The suspension of Alford’s license was increased from 180 days to two years because of an alcohol-related contact with law enforcement prior to the date that section 724.035(b), the statute requiring such enhancement, was enacted. Alford cites no authority for his argument that the statute is thus an invalid ex post facto law, and we know of none. “It is well settled that a conviction which occurred prior to the enactment of a statute providing for increased punishment upon a subsequent conviction may be used for enhancement purpose under that statute, and that such usage is not unconstitutional as being ex post facto application of the statute” under either the United States Constitution or the Texas Constitution. Vasquez v. State, 477 S.W.2d 629, 632 (Tex.Crim.App.1972) (citing Gryger v. Burke, 334 U.S. 728, 68 S.Ct. 1256, 92 L.Ed. 1683 (1948), and Graham v. West Virginia, 224 U.S. 616, 32 S.Ct. 583, 56 L.Ed. 917 (1912)).

Finally, Alford argues that the evidence does not support suspension of his license. “[C]ourts review administrative license suspension decisions under the substantial evidence standard.” Mireles v. Texas Dep’t of Pub. Safety, 9 S.W.3d 128, 131 (Tex.1999); see Tex. Transp. Code § 724.047 (“Chapter 524 governs an appeal from an action of the department, following an administrative hearing under this chapter, in suspending or denying the issuance of a license.”); id. § 524.043 (establishing rules for appeal but not defining the scope of review); Tex. Gov’t Code § 2001.174 (“If the law ... does not define the scope of judicial review, a court may not substitute its judgment for the judgment of the state agency on the weight of the evidence on questions committed to agency discretion but ... (2) shall reverse or remand the case for further proceedings if substantial rights of the appellant have been prejudiced because the administrative findings, inferences, conclusions, or decisions are: ... (E) not reasonably supported by substantial evidence considering the reliable and probative evidence in the record as a whole....”). The record in this case, which we have summarized, fully supports the judge’s decision.

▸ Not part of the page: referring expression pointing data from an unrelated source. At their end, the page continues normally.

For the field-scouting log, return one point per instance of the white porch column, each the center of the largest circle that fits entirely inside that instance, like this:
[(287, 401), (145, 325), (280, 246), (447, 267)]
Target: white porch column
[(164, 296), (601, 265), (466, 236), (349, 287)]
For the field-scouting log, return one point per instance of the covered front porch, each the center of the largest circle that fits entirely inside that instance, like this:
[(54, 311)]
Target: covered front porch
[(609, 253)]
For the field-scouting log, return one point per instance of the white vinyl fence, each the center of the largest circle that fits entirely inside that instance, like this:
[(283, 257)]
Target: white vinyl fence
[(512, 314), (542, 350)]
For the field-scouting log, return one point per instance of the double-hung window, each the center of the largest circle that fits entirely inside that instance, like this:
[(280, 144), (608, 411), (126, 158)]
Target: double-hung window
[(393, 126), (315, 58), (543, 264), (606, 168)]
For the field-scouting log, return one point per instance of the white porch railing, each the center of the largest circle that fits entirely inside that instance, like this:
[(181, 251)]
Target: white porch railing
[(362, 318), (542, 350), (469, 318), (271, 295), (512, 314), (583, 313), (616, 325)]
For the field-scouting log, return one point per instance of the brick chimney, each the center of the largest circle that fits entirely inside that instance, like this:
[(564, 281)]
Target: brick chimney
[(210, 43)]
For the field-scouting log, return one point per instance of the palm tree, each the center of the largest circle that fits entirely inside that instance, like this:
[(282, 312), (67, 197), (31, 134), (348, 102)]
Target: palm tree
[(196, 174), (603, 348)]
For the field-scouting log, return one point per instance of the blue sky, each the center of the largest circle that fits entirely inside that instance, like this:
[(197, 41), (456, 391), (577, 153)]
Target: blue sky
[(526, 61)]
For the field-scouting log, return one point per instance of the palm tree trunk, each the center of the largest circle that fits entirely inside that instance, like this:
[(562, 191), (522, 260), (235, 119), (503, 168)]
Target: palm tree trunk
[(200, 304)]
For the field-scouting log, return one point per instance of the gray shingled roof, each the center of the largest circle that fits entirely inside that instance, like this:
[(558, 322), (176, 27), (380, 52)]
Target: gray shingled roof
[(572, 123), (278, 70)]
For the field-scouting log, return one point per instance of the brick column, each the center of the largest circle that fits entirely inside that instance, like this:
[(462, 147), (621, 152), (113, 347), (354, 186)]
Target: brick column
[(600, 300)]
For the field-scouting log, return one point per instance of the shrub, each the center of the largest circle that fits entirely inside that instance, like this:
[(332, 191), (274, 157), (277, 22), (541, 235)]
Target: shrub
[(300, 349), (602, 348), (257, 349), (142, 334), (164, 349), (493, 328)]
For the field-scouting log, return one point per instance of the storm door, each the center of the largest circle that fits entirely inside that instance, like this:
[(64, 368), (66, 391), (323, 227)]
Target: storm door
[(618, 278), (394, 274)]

The court of appeals noted that the administrative law judge had found as fact that Alford “was given the statutory warning prescribed under section ‘724.000,’ ” that his conclusion of law was “ ‘[b]ased on the foregoing’ ” findings, and that the Transportation Code does not contain a section 724.000. 154 S.W.3d at 135 (emphasis omitted). Thus, the court concluded, “the trial court could have concluded that on the face of the record no factual basis existed for the conclusion of law as stated.” Id. But whether there is substantial evidence to support an administrative decision is a question of law, Montgomery Indep. Sch. Dist v. Davis, 34 S.W.3d 559, 566 (Tex.2000), and on questions of law, neither the trial court nor the administrative law judge is entitled to deference on appeal, e.g., State v. Heal, 917 S.W.2d 6, 9 (Tex.1996). Irrespective of the administrative law judge’s mistake in referencing the statute, there was substantive evidence to support his findings, which are entitled to deference, and his ultimate decision.

Accordingly, we grant the Department’s petition for review and without hearing oral argument, Tex.R.App. P. 59.1, reverse[*104] the court of appeals’ judgment and render judgment for the Department.

1

. All statutory references are to the Texas Transportation Code unless otherwise noted.